Make the Owner Share Liability for
Delay
HICPA classifies failure to complete work on time as
“home improvement fraud” if the contractor
doesn’t comply with a demand for a refund. On
contracts for $2,000 or less, failure to complete work on time
is a first-degree misdemeanor (five years in jail). Contracts
over $2,000 earn a third-degree felony charge (seven
years).
I don’t believe the legislature’s plan is to
populate Rockview State Prison with tardy home-improvement
contractors, but regardless, it’s easy to avoid these
penalties. HICPA doesn’t define excusable delay, so
simply define the term very broadly. Then incorporate a
“worst case” construction schedule in your
contract. That takes the pressure off.
Be aware that there’s a bigger issue lurking here.

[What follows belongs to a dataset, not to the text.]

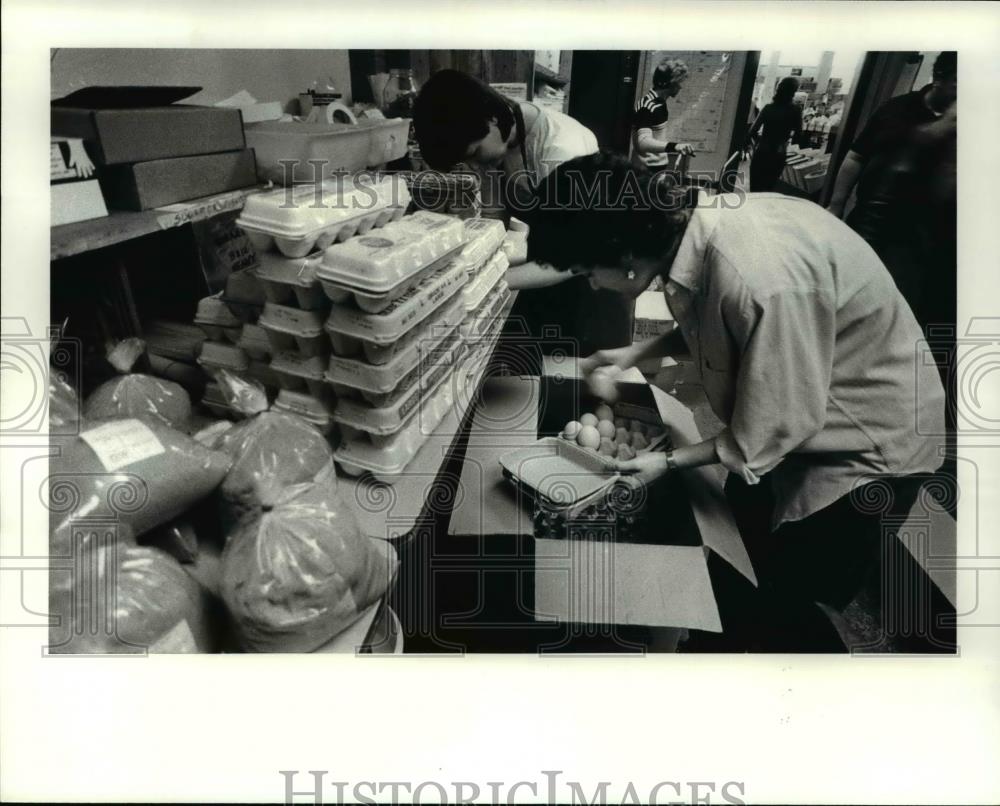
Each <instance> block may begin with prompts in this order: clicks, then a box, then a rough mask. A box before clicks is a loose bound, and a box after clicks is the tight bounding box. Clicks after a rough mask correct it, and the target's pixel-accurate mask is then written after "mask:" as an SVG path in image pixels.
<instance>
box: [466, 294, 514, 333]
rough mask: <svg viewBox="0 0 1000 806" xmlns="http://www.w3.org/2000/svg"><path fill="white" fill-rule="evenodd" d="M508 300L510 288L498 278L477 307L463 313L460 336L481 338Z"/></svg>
mask: <svg viewBox="0 0 1000 806" xmlns="http://www.w3.org/2000/svg"><path fill="white" fill-rule="evenodd" d="M509 300H510V290H509V289H508V288H507V283H506V282H504V281H503V280H500V281H499V282H498V283H497V285H496V286H495V287H494V288H493V289H492V291H491V292H490V294H489V295H487V296H486V297H485V298H484V299H483V301H482V302H481V303H480V304H479V307H478V308H476V310H474V311H472V312H471V313H467V314H466V315H465V318H464V319H463V320H462V324H461V325H460V332H461V334H462V338H463V339H466V340H467V341H472V340H475V339H478V338H481V337H482V335H483V334H484V333H486V332H487V331H488V330H489V329H490V328H491V327H492V326H493V323H494V321H495V320H496V318H497V317H498V316H499V315H500V314H501V312H502V311H503V308H504V306H505V305H506V304H507V302H508V301H509Z"/></svg>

HICPA comes down hard on contractors who have trouble staying
on schedule. That’s fine. But what about homeowners
who delay the job or who don’t make payments on time?
Turnabout is fair play, in my opinion. Nothing in HICPA
restricts charging the owner for delay. Pennsylvania courts
routinely enforce contract clauses that make the owner liable
for delay of the work. Your contracts should support delay
claims.
Gary Moselle is a California attorney specializing in
state-specific construction contracts.